İstanbul’un bir turist şehri olduğu doğru. Beyoğlu da turistik açıdan tarihi yarımadadan sonra İstanbul’un en önemli durağı. Fakat unutulan bir konu var, o da Karaköy’ün turistik cazibesinin otantikliğinden gelmesi. Karaköy’ü ilginç kılanlar, zamanla biriken aktörler ve beklenmedik karşılaşmalardan oluşuyor. Tavernaların yerini nalburlara bıraktığı, son zamanlarda kafelerin yeşermeye başladığı, birçok farklı kimlik ve fonksiyonu bir arada barındıran bir kent parçası. Turizmi algılayışımız bu noktada önemli. Yeni Türkiye’de turizm şehrin para harcanacak etkinlikleri üzerinden tanımlanıyor. Halbuki Karaköy böyle bir duruma gelmek zorunda değildi. Kruvaziyer gemilerinden inip lüks markalardan alışveriş yapmak isteyen turistler taksiye atlayıp Nişantaşı’nın yolunu tutabilirlerdi. Galataport ise daha sosyal, yeşil ve rekreasyona açık bir proje olarak tasarlanabilirdi.
Keşkelerle dolu kent belleğimize bir keşke daha eklemek hiç içimden gelmiyor.
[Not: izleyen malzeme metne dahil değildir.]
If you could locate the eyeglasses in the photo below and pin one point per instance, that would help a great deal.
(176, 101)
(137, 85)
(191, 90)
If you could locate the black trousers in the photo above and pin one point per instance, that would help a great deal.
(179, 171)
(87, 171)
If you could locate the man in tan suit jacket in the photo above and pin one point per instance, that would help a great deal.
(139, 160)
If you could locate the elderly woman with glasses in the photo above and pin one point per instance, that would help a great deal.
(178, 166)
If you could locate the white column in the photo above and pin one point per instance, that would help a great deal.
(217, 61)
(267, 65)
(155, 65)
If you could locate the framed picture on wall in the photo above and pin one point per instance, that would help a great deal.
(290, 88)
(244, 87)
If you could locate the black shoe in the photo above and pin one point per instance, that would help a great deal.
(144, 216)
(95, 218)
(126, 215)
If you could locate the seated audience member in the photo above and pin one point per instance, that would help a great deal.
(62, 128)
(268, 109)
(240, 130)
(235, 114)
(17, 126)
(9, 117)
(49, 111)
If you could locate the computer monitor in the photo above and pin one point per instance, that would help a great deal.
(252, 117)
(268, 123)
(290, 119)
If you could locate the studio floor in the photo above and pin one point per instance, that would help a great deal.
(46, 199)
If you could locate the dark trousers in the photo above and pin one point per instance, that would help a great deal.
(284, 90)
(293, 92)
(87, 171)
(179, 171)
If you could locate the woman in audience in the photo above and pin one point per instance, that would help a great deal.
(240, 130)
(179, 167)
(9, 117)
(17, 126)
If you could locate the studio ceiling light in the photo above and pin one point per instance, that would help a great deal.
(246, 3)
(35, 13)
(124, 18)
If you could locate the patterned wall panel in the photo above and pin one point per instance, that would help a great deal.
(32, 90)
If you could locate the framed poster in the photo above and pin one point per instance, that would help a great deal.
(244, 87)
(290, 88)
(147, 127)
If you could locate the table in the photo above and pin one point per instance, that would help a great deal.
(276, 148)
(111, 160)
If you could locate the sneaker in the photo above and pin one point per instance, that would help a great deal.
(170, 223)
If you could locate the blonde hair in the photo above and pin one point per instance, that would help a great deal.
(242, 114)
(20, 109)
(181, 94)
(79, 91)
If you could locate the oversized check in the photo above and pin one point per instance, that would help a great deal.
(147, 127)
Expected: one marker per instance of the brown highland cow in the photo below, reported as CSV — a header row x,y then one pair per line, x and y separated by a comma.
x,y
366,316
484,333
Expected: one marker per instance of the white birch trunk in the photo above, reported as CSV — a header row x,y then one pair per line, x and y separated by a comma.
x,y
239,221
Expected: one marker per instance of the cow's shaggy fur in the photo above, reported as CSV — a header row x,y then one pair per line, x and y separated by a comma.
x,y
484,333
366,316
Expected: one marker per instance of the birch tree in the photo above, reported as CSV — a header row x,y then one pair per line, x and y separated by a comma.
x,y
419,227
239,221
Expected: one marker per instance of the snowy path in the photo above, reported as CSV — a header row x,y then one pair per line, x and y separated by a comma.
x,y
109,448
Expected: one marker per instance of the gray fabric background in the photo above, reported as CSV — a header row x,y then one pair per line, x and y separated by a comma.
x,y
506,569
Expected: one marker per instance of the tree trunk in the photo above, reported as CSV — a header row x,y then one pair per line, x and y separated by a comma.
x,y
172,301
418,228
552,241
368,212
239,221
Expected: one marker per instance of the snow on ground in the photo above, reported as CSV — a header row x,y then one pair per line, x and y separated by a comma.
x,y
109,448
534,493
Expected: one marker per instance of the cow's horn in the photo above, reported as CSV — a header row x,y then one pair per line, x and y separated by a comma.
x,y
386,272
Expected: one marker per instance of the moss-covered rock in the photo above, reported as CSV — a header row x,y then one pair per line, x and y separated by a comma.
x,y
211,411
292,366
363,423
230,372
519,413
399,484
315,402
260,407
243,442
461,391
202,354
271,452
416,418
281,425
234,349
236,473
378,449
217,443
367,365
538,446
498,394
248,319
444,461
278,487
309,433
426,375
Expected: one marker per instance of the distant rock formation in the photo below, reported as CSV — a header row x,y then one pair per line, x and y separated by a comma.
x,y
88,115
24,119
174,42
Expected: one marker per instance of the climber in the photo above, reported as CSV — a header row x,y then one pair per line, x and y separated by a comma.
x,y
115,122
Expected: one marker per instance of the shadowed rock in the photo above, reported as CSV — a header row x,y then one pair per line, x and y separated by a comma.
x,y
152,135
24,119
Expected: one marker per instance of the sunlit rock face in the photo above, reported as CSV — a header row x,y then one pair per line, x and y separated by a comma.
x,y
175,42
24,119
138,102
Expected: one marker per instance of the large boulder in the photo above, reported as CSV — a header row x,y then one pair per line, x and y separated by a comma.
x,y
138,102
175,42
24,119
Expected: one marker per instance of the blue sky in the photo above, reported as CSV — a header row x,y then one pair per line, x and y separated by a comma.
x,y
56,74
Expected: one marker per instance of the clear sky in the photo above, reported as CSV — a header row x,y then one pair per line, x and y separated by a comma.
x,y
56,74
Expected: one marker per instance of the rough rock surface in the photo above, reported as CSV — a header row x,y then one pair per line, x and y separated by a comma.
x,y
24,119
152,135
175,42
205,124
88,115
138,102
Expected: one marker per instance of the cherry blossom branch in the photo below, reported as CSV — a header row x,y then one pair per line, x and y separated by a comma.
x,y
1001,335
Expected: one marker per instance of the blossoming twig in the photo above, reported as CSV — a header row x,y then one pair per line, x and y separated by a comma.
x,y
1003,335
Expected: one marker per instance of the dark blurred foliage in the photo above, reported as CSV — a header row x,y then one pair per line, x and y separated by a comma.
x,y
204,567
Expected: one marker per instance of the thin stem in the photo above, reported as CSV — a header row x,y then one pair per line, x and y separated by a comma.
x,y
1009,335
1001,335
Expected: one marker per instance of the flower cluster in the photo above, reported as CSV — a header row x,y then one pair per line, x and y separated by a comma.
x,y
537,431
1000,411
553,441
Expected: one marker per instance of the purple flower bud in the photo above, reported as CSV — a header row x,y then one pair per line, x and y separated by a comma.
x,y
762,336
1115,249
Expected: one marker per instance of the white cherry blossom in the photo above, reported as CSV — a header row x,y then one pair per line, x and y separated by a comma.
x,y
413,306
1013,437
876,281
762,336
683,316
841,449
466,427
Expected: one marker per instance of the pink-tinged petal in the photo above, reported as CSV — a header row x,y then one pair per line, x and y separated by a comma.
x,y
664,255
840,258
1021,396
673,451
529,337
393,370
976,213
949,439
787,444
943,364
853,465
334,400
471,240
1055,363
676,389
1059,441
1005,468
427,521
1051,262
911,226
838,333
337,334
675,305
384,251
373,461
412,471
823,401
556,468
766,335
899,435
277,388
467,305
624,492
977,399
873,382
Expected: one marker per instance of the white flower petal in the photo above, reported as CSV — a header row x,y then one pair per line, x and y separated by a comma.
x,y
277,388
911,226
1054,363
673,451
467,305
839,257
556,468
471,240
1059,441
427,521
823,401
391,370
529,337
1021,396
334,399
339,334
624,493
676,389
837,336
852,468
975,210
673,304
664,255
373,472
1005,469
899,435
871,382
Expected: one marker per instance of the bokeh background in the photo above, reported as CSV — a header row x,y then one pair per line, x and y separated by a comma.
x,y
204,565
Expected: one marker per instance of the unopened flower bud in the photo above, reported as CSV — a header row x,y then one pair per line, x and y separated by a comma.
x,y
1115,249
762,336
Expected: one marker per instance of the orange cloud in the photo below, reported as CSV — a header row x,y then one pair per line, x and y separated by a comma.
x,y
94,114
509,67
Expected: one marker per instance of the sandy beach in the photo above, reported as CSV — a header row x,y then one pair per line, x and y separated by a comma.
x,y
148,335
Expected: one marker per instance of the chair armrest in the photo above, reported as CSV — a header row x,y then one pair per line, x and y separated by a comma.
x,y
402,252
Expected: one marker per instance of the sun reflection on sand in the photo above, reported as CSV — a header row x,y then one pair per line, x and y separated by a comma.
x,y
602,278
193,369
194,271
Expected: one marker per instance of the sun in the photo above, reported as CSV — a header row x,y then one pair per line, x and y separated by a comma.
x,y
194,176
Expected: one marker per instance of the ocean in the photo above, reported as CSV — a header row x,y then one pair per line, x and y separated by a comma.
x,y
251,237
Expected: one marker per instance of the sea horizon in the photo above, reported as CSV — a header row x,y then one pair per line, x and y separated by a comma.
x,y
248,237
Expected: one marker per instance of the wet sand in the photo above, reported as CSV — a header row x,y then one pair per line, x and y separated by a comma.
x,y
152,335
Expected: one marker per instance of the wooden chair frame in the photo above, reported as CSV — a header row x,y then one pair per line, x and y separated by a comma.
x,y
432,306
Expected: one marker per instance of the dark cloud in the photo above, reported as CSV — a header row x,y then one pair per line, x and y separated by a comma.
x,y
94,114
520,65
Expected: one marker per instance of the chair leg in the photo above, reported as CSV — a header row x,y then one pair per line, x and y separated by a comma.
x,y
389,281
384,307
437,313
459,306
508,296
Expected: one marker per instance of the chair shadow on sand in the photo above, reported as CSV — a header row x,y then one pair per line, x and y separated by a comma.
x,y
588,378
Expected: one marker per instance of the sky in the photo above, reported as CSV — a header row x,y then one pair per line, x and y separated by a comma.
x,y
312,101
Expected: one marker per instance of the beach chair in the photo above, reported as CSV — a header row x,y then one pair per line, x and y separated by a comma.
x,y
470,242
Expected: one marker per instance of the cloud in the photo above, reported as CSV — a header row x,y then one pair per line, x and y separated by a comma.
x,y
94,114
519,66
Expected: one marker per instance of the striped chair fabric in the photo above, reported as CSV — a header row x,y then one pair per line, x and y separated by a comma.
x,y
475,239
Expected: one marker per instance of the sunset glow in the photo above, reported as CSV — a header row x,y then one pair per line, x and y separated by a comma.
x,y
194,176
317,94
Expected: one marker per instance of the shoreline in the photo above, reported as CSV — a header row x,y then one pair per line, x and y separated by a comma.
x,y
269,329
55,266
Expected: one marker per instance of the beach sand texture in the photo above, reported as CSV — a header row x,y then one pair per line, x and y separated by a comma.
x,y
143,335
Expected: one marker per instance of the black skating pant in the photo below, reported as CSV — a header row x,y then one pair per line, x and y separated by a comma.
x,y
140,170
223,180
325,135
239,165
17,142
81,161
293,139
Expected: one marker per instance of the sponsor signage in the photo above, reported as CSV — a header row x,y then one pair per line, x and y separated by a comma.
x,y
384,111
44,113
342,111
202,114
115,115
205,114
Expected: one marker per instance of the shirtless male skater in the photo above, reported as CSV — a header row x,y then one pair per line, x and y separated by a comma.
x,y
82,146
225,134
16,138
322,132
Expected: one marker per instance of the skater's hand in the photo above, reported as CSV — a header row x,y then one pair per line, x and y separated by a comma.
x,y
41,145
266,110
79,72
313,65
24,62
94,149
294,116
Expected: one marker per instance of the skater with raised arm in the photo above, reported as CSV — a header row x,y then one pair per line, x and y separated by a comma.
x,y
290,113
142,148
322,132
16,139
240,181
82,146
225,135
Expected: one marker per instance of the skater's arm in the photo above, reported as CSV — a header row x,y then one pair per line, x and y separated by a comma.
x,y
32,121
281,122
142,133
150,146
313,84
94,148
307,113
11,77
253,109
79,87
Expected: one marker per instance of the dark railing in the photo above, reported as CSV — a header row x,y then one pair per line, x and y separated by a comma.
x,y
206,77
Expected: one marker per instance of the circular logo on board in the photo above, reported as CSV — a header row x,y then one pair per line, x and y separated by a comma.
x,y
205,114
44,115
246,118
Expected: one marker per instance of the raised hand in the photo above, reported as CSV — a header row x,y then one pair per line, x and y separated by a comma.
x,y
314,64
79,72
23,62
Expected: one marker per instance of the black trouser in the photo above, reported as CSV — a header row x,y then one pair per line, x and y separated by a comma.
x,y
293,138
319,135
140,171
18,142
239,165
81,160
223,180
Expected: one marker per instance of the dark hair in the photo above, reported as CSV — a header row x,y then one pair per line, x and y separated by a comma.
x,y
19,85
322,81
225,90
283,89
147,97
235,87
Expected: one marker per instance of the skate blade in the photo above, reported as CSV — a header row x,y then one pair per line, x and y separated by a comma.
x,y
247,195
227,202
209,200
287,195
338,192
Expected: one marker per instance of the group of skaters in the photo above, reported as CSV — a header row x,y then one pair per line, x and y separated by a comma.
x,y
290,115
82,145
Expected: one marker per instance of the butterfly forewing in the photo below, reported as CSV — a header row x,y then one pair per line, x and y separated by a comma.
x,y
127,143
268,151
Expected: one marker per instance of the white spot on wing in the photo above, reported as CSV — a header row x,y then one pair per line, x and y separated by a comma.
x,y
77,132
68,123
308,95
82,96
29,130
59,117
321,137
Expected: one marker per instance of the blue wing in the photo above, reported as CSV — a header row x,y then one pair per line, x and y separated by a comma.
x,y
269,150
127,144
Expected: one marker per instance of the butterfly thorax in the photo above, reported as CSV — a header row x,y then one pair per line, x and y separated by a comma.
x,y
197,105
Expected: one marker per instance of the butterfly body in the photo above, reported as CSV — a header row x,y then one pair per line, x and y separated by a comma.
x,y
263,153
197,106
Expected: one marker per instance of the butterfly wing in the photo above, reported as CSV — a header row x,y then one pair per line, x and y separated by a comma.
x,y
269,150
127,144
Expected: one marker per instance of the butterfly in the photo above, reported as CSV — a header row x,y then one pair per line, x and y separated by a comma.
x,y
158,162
Galataport başından beri tartışmalı ve sancılı bir süreçti. Projenin bu doğrultuda kamuoyuna erişilebilir olma vaadi ise tartışmaları susturmak amacıyla yapılmış bir manipülasyon hamlesinden başka bir şey değil. Peki, sahil şeridine yapılacak bu müdahalenin önüne geçmek mümkün değil mi?
Soruma cevap olarak İBB’yi öne sürüyorum. Geçtiğimiz sene boyunca sahil şeridinde usulsüzce yer kaplayan işletmelerin kaldırılmasına şahit olduk. Aynı müdahale bu otel öznesinde de geçerli olmalı. Kent suçu kim tarafından yapıldığına bakılmaksızın kent suçudur.
Herkesin eşit şekilde yararlanabileceği kamusal mekanlara sahip olmak kent hakkıdır. Suyla olan ilişkisi eşsiz olan İstanbul’da ise kıyı erişiminin kısıtlanması mümkün olmamalıdır. Deniz madem bizim, bizim kalmalıdır.